What’s the one thing you enjoyed most in Avatar? For my Project Management friend it was the video logging. Did you notice that the team kept their reports not in Microsoft Word (i.e. on paper) but as video logs.
When trying it out, the protagonist in the movie couldn’t get a handle on it. ‘Don’t worry, you’ll soon get used to it’, was the reply. Well, it worked for them, could it work for you? Here are some of the reasons you might want to consider using video for project management activities.
What Avatar Can Teach You About Project Management
- Capture Emotions— Capture human elements missing from electronic reports, such as emotions or subtle suggestions made in the video logs that would not otherwise be noticed.
- Speed — Videos are faster to make. You just open your mouth and talk! Consider the effort in using Microsoft Word, applying styles, finding the right template, typing, fixing grammar horrors etc.
- Convenience — you can record videos almost anywhere. The recording device is smaller and easier to transport.

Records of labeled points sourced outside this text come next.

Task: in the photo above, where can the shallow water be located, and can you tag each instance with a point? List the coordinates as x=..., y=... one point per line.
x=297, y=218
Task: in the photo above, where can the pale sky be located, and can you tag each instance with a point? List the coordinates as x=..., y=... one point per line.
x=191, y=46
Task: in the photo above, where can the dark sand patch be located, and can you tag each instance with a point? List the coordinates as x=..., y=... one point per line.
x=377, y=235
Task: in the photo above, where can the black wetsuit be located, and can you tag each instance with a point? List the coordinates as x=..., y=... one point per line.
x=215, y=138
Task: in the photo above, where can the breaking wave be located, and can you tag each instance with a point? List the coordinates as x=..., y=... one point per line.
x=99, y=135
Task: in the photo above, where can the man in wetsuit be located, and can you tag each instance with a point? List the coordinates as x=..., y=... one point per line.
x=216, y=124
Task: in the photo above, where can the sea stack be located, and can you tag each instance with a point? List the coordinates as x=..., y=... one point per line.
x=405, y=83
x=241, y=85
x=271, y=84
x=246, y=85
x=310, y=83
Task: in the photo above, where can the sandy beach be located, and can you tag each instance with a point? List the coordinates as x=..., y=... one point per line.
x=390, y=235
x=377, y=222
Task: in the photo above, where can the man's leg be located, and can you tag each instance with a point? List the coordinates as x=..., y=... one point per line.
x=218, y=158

- Faster — For me, using a flip camera is now as easy as a telephone – just start talking! Consider this against the effort in using Microsoft Word, applying styles, finding the right template, typing in, fixing grammar horrors etc.
Disadvantages of video logging
- Structure — you need to train people how to deliver video reports, otherwise they’ll ramble defeating the purpose.
- Search — while you can search Word files on the network by keyword (i.e. metadata), how would you do this with video? Is it possible to tag/keyword videos as we do with Word docs and online reports?
- Edits — while videos are faster to make, if they need to be edited, then you lose the upside.
- Convenience — while you can record videos almost anywhere, this can be abused as employees file in reports pretending to be onsite with the client.
- Compliance – the number of laptops stolen each year (holding confidential data) continues to rise. This raises issues with unauthorized user video apps to submit, retrieve, share confidential data. Of course, this also applies to PC, iPhones etc.
- Storage — maybe this is no longer as problem as the cost of server space continues to fall and compression technologies improve. But would terabytes of data get expensive in the end? Not sure.
Should Project Manager use video for status reports?
It’s early days yet but I can see the attraction of using video to file in reports. The difficulty may be in getting people to make the change. As it often the case, the problem is not in the processes or technological benefits, but the human issues that underpin these decisions.
What do you think?
Could it work? What do you think is the main barrier to using video more frequently in the work place?